PCL composite score over time. “Pre-exposure” to “begin exposure” interval and all six exposure intervals were between 7 and 10 days, depending on participant availability and tolerance of successive chamber exposure. Post-exposure assessment was performed 6 weeks after last chamber exposure.

FIG. 2.

ImPACT total scores over time. “Pre-exposure” to “begin exposure” interval and all six exposure intervals were between 7 and 10 days, depending on participant availability and tolerance of successive chamber exposure. Post-exposure assessment was performed 6 weeks after last chamber exposure.

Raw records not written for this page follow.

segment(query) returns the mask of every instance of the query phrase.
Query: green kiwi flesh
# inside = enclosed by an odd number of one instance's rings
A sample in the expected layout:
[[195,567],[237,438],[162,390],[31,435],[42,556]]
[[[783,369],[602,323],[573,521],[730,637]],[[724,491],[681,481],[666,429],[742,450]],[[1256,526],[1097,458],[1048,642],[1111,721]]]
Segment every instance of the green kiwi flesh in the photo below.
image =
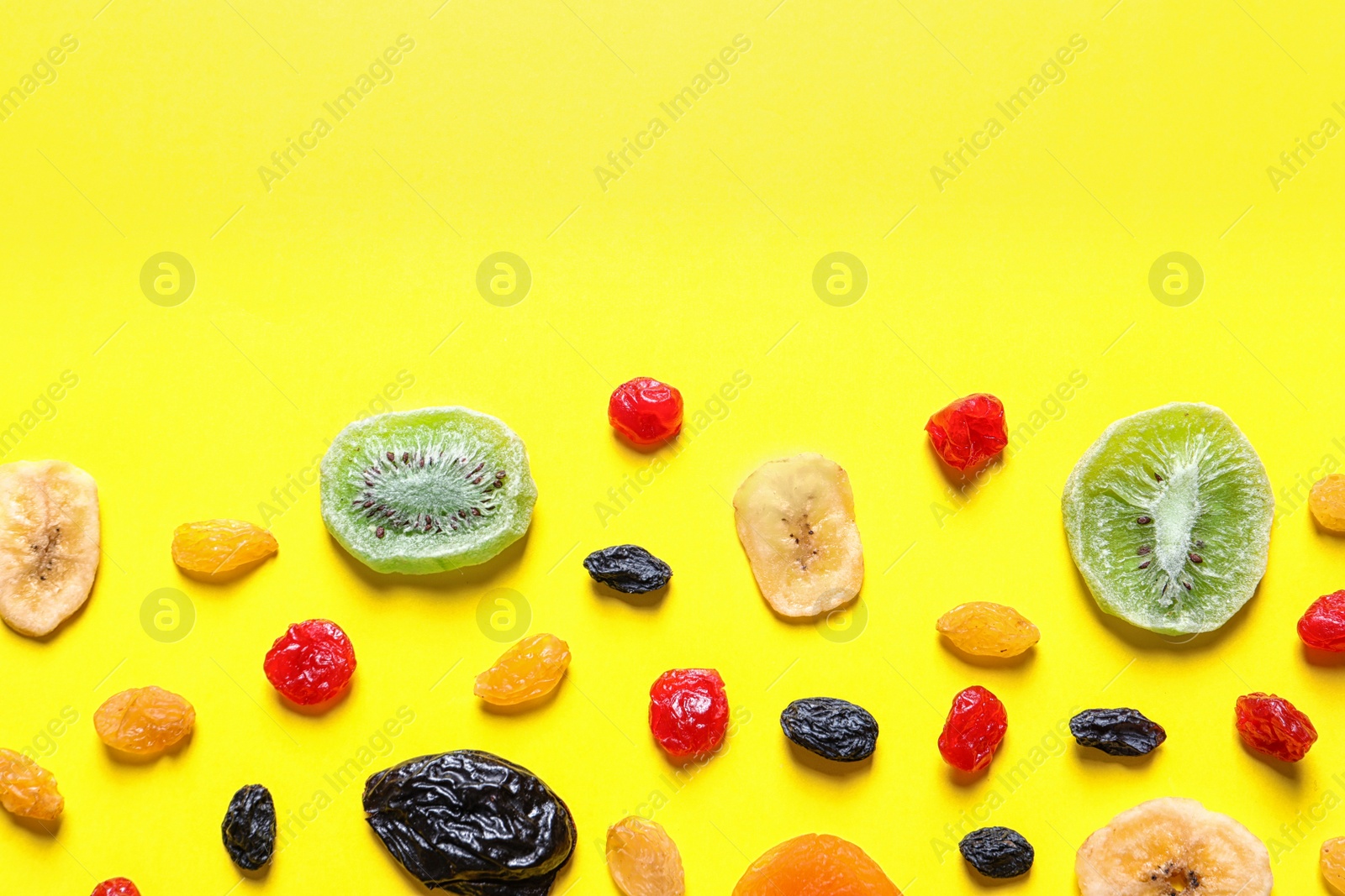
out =
[[527,532],[535,501],[523,441],[465,407],[356,420],[321,463],[327,531],[379,572],[484,563]]
[[1217,407],[1116,420],[1065,482],[1065,535],[1103,611],[1162,634],[1213,631],[1266,574],[1275,498]]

The intervention dosing used in this study was chosen based on a clinical HBO₂ dose recommended as appropriate for most conditions endorsed by the Undersea and Hyperbaric Medical Society.⁷ The intervention group breathed 100% oxygen at 2.4 ATA for 90 min,⁷ and the sham-control group breathed air (21% O₂) for 90 min at 1.3 ATA (about the pressure at 11 feet of sea water) with a slow drift to 1.2 ATA. Exposures were conducted in a multi-place chamber with the breathing medium delivered using an oxygen treatment hood (Amron International, Vista, CA) once the exposure pressure was reached to ensure a consistent dose. Blinding techniques using hyperbaric chambers are difficult and require diligence to accomplish. This study used previously published techniques as a basis.^11,14,15 The exposures had a 7-min compression time followed by 90 min of oxygen or air inhalation broken into three 30-min periods. Intermittent 10-min air breaks were given by removing the hood. Air breathing periods are often used during many HBO₂ exposures to reduce oxygen toxicity.^7,16 Exposures were done on weekdays only. Participants completed five exposures followed by 1 day given to complete other aspects of the study. The cycle was repeated for a total of 30 exposures over an 8-week period.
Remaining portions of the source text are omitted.